Creating the Pathways from Poverty to Prosperity

Forget the BRICs – Make Way for the VIPPs!

From the 2016 Prosperity Index:

In 2001 Jim O’Neill, then chief economist at Goldman Sachs, coined the famous acronym BRICs, referring to Brazil, Russia, India, and China. He predicted that by 2050 these four economies would be the biggest contributors to global economic growth.

O’Neill got two countries right: China and India. As of 2016, these two economies account for almost a quarter of global economic output, up from a tenth in 2001. According to the Prosperity Index, they accounted for over a third of the past decade’s growth in global prosperity. Meanwhile, Russia and Brazil continue to grapple with economic and political unrest, and contribute less to global economic output in 2016 than they did in 2001.

We need a wider perspective on a country’s potential to grow

What went wrong? The BRICs were chosen purely for their economic growth potential, and on this basis O’Neill was right to group them as he did. From the perspective of 2001, the BRICs showed a lot of economic promise: the demographic projections mostly showed labour force growth, their growth rates showed an ability to harness technological progress, and their investment rates were high.
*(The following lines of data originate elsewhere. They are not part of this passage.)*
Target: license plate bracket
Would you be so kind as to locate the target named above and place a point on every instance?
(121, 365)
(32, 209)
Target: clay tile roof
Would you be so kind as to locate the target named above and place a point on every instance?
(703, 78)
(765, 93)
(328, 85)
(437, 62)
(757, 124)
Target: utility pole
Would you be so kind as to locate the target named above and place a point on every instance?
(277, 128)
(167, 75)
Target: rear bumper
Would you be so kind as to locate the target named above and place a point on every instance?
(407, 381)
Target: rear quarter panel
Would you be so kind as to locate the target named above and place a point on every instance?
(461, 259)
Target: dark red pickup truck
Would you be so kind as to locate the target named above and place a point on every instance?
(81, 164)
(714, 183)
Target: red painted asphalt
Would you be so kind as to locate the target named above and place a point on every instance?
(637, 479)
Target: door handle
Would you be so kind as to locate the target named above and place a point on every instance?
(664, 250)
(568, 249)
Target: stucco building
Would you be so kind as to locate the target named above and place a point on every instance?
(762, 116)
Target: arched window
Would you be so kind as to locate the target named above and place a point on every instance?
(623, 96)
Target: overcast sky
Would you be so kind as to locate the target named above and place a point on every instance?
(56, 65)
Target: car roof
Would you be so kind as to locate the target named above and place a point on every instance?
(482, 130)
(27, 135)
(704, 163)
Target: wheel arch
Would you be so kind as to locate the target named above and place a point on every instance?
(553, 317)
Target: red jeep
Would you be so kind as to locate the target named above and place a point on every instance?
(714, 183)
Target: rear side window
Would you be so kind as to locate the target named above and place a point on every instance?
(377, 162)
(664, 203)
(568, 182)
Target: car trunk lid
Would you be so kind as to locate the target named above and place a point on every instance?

But non-economic factors do not only matter, more generally, for prosperity – they matter for economic growth too. Over the past decade, the countries that have been among the strongest performers in rising up the prosperity rankings have shared certain common foundations: high scores in Education, Governance, and Social Capital. Education makes people more productive and better able to lead prosperous lives; good governance provides the policy stability needed for growth and the freedom that allows people to flourish; and strong social capital built on high levels of trust oils the wheels of commerce and improves individuals’ wellbeing.

Brazil’s Governance ranking dropped from 63rd to 74th place over the past decade, and while Russia’s improved, it still only ranks at 108th place. These are not the foundations on which economic growth, and still less prosperity, can be built.
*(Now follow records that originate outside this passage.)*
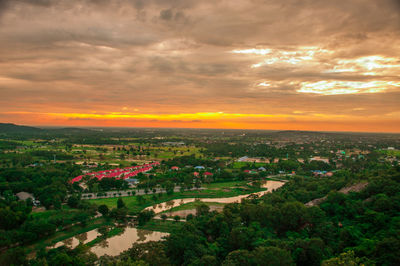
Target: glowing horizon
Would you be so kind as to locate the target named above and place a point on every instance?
(201, 64)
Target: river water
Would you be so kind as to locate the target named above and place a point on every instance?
(270, 185)
(115, 245)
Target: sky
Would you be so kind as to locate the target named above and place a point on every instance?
(272, 64)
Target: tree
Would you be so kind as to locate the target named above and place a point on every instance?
(169, 187)
(202, 209)
(145, 216)
(103, 209)
(120, 203)
(272, 256)
(73, 201)
(177, 218)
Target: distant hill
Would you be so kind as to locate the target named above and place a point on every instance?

While the BRICs shared similarly promising economic foundations, their performance across these other pillars of prosperity varied, and it is this variation that explains their different trajectories. For example, Brazil’s Governance ranking dropped from 63rd to 74th place over the past decade, and Russia’s remains ranked at a lowly 108th. These are not the foundations on which economic growth, and still less prosperity, can be built.

Introducing the VIPPs

So which countries show the most promise now? We looked for countries that have performed solidly in the three foundational sub-indices – Education, Governance, and Social Capital; which have populations large enough to make a substantial contribution to global prosperity; and which are on an upward prosperity growth trend. These are the VIPPs: Vietnam, Indonesia, Poland, and the Philippines.

% of world median score in: Governance Education Social Capital Population (millions)
Indonesia 116% 101% 125% 157.6
Philippines 110% 103% 120% 100.7
Poland 129% 117% 97% 37.9
Vietnam 87% 109% 104% 91.7

Together, the VIPPs account for 6.6 percent of the world’s total population. The largest – Indonesia – alone accounts for 3.5 percent. As they are home to such large populations, growth in the prosperity of the VIPPs is growth in the prosperity of hundreds of millions of people worldwide.

VIPPs have seen faster prosperity growth than world average
VIPPs have seen faster prosperity growth than world average

Prosperity growth in the VIPPs over the past decade is encouraging. Indonesian prosperity grew by over seven percent, while Vietnam – the slowest of the group – grew by close to five percent. Meanwhile, the world average prosperity growth was close to just three percent.

Maintaining such fast prosperity growth requires the foundations of good governance, social capital, and education. In this regard, we see that the VIPPs perform well. Their 2016 scores in Education are all above the world median score. In Governance, Vietnam is below the world median because it is not democratic, but otherwise it has reasonably effective governance. The remainder of the VIPPs score well above the world median. In Social Capital, Poland falls slightly below the world median, but the rest of the VIPPs enjoy high levels of social capital.

A combination of large populations and positive prosperity growth trends makes the VIPPs well placed to drive global prosperity growth over the next decade. Their solid foundations in education, governance, and social capital may help them avoid the fate of the BRICs.